The great CPP debate: Your say

Over the past few months, you’ve had a few things to say about whether or not expanding the Canada Pension Plan (CPP) is a good idea. Here are just a few of the comments that we’ve received on stories about CPP expansion.

Neil Craig: While it may be inevitable, it is still not a great thing, plus why would I want to contribute more to a program where if I was saving outside of it I would produce a better benefit. There is still time to improve the system but it needs to start with taking action on financial literacy and getting the savings rates increased. Having future generations pay for our indiscretions and bad planning is a mistake. Any increase may also give false hope to Canadians that they only need to save in an enhanced CPP to ensure a comfortable retirement. We both know the demographic trend will not support this and we will be back to another “pension crisis” sooner rather than later.
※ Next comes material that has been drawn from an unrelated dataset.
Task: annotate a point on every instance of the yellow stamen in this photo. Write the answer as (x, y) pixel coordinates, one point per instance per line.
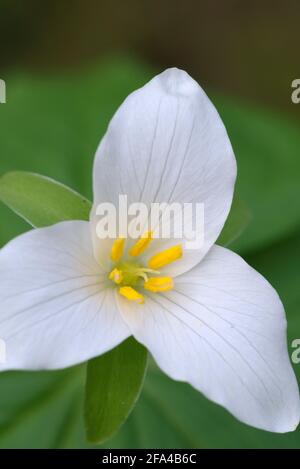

Amin Purshottam: The CPP should be enhanced. The current maximum benefit is just over $12000 per year. The structure is already in place. Currently the Feds spend tens of billions in OAS payments alone. Most companies don’t have a pension plan. The PRPP is a joke as are DC plans. The mandatory contributions should be increased drastically and no capping contributions to the YMPE. Make the maximum earnings cap at $150K. Most (95%) of Canadians with RRSP’s and DC plans have no clue how to invest their money. The mutual fund industry charges very high fees and have a miniscule number of funds that actually beat their indexes over the long term.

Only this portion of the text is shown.